Bu şekilde, bekleyiş ile ölüm arasındaki tuhaf karşıtlığın altı çizilir: Ölüm, kendisinin beklenmesine izin vermez: Ölüm, bekleyişe son vermeye de muktedir değildir: Bekleyiş, ölümü havada
asılı tutarak, onun gelmesine izin vermez. Ölüm gizi, öyle derin ve nüfuz edilemezdir ki, asla, kendi uçurumlarıyla yüzleşemeyen bekleyişin nesnesi haline gelemez.
Bizleri bekleyişin içine gömülü olduğu sonsuz anlam ufuklarına
götüren son bir alıntı daha yapmak isterim.
"Bekleyişte, bekleyişle ilgili sorular soramazdı. Ne bekliyordu,
neden bekliyordu, bekleyişte ne beklenir? Bekleyişin özelliği, olası
kıldığı ve dışında kaldığı her tür sorudan kaçabilmesiydi. Bekleyiş
aracılığıyla, her evetleme bir boşluğa açılıyordu ve her soru ardından
gelen, daha sessiz, hayret verebilecek bir başka soruyla ikiye
katlanıyordu."
O halde bekleyiş, uygun cevaplar verilemeyecek bir soru yağmuru doğuran gizemli ve tanınmaz bir şifre gibidir ve gitgide daha tanınmaz ve elden kaçıcı hale gelen, bin bir parçaya bölünen sorular
patlatmaktadır.
Blanchot'nun karanlık ve ölümcül söyleminin anlamını psikiyatriye aktardığımızda ne olur? Bekleyişin olası anlamları genleşir.
BEKLEYİŞİN TUTKUSU
Ginevra Bompiani'nin bekleyişi, edebi ve felsefi yönleriyle ele alan, onun can sıkıntısından ve arzudan ayrılan yönlerine eğilen harikulade kitabından gerçekten de özgün olan bazı kesitler aktarmak isterim: Aktaracaklarım özellikle de Walter Benjamin'in, Giacomo Leopardi'nin, Paul Valery'nin ve Ludwig Wittgenstein'ın düşünümleriyle bağlantılıdır ve bir araştırma perspektifiyle, bekleyişin aydınlık ve karaltılı imgelerini ortaya koymaktadır. Söz konusu araştırma perspektifi, bu düşünce zinciri hakkında düşünen psikiyatriye yabancı kalamaz.
Can sıkıntısının özü şu şekilde tanımlanabilir:
"Can sıkıntısı, gevşetilmiş bir bekleyiş şeklidir, yönü ve biçimi olmayan bir bekleyiştir.

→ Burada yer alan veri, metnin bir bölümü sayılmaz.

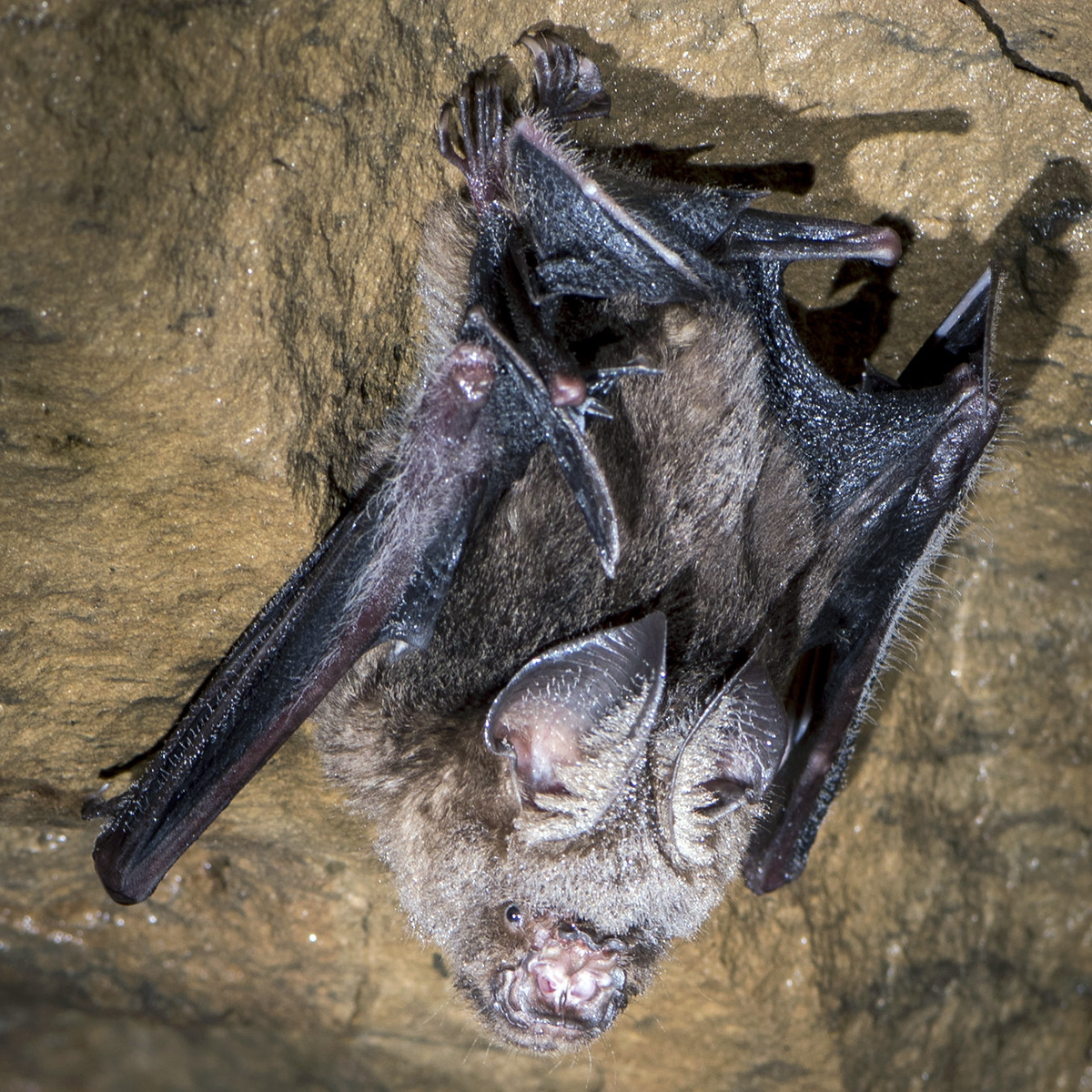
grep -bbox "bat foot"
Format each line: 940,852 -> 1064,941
438,72 -> 506,213
520,31 -> 611,125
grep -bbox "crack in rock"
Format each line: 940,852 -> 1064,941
960,0 -> 1092,111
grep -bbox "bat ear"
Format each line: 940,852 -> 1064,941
485,612 -> 667,844
666,652 -> 790,864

Bekleyişin gerçek öznesi olan mutluluk ortadan kalktığında, bekleyişin ipi gevşer ve o zaman devreye can sıkıntısı girer. Bekleyiş, can sıkıntısını germenin, can sıkıntısının yayına ok yerleştirmenin bir yoludur"
ve bu yorumun izinden giderek, Giacomo Leopardi'nin, Torquato Tasso ve onun bilindik dehasına ilişkin söylediği (çok meşhur) diyaloğuna ilişkin şöyle yazmaktadır:
"Can sıkıntısının ilacı nedir?' diye sorar Tasso. 'Uyku, afyon ve acı' diye
cevap verir dehası. Bir diğer deyişle: Halüsinasyon ve tutku, bekleyişin
manevi anneleridir" ve ardından, büyük bir duygulanımsal
yankı uyandıran imgelerle şunları kaleme alır: "Bekleyiş, can
sıkıntısının küllerinden yeniden doğar, sona eremez (bekleneni
selamlayamaz); ancak baskına uğrayalabilir (misafiri ağırlayabilir).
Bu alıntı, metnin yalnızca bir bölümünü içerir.